Mit Blick auf konzeptionelle Adaption und strafrechtliche Praxis bis in die 1970er-Jahre erkennt Kotalík eine doppelte Gemeinsamkeit: In der Tschechoslowakei und in der DDR fanden poststalinistische Begrifflichkeiten Verwendung; in der praktischen Umsetzung treten in beiden Beispielfällen staatliche Misserfolge zu Tage. Während der tschechoslowakische Staat in den 1970er-Jahren – als Reaktion auf die 1968er- Ereignisse – verstärkt auf Repression setzte, übte sich der ostdeutsche Staat – aufgrund seiner Bemühungen um internationale Anerkennung – in größerer Zurückhaltung. Interessanterweise erzeugte das unterschiedliche Vorgehen beider staatssozialistischer Regime je eigene Ambivalenzen: In der Tschechoslowakei provozierte es die Frage nach überzogener staatlicher Repression; in der DDR hegte die Mehrheitsgesellschaft Zweifel an der Durchsetzungskraft des staatlichen Sicherheitsapparats. Die Konsequenz war in beiden Fällen ähnlich, nämlich die wachsende Infragestellung der Herrschaftslegitimation. Kotalík erkennt hier die „ersten, fatalen Risse“ bei einer „jener wenigen ‚Brücken‘ zwischen SED und DDR-Bevölkerung (Thomas Lindenberger)“ – dem staatlichen Ordnungs- und Sicherheitsversprechen gegenüber der Mehrheitsgesellschaft (S. 303–306).

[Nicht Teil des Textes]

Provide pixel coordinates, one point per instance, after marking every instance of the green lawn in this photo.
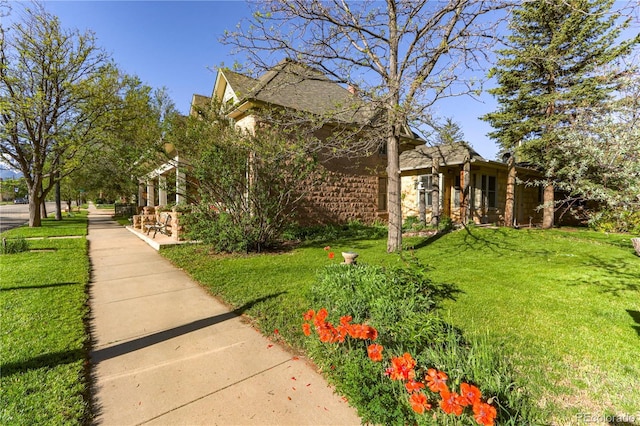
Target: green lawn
(43, 303)
(564, 306)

Mit seiner Arbeit präsentiert Matěj Kotalík einen aufschlussreichen transnationalen Blick auf das Thema zu „chuliganstwo“, „výtrznictví“ / „chuligánství“ und „Rowdytum“ – wobei „transnational“ die Entstehungsgeschichte der begrifflichen Figur und der Vergleich seiner jeweiligen praktischen Verwendung in den staatssozialistischen Regimen der Tschechoslowakei und der DDR meint. Die Arbeit ist klar strukturiert, operiert mit präzisen Begriffen und argumentiert plausibel. Künftige Auseinandersetzungen mit dem Thema werden um dieses Buch nicht herumkommen. Und Kotalíks Arbeit weckt beim Leser die Neugierde auf weitergehende Fragen. Können die gewählten Fallbeispiele sinnvollerweise um andere (staatssozialistische) Regime erweitert werden? Mit Blick auf die von Kotalík selbst betonten Einflüsse auf die DDR läge das Fallbeispiel Polen auf der Hand. Kotalík verweist zudem auf die Relevanz eines weitergehenden Systemvergleichs, nämlich wie sich staatssozialistische und nichtsozialistische Regime gegenüber jugendlicher Devianz verhielten (S. 15). Die Erweiterung des Untersuchungszeitraumes insbesondere mit Blick auf die 1980er-Jahre erscheint in mehrfacher Hinsicht spannend: Welchen Einfluss hatten etwa rechtsextremistische Einstellungen und Verhaltensweisen ostdeutscher Jugendlicher auf die Begriffsdefinition sowie die juristische und sicherheitspolitische Anwendung des „Rowdytums“? Schließlich wäre ein Perspektivwechsel vom herrschaftsorientierten Begriffsdiskurs in Politik, Jurisdiktion und Sicherheitsapparat hin zu gesellschaftlichen Akteuren und Praktiken von „chuliganstwo“, „výtrznictví“ / „chuligánství“ und „Rowdytum“ interessant, um Antworten auf die Frage nachzugehen: Was verstehen wir, wenn wir jugendliche Devianz in staatssozialistisch formierten Gesellschaften beobachten?

Anmerkung:
1 Vgl. u.a. Thomas Lindenberger, Volkspolizei. Herrschaftspraxis und öffentliche Ordnung im SED-Staat 1952–1968, Köln 2003; Marc-Dietrich Ohse, Jugend nach dem Mauerbau. Anpassung, Protest und Eigen-Sinn (DDR 1961–1974), Berlin 2003; Wiebke Janssen, Halbstarke in der DDR. Verfolgung und Kriminalisierung einer Jugendkultur, Berlin 2010; Brian LaPierre. Hooligans in Khrushchev’s Russia. Defining, Policing, and Producing Deviance During the Thaw, Wisconsin 2012; Bodo Mrozek, Jugend – Pop – Kultur. Eine transnationale Geschichte, Berlin 2019.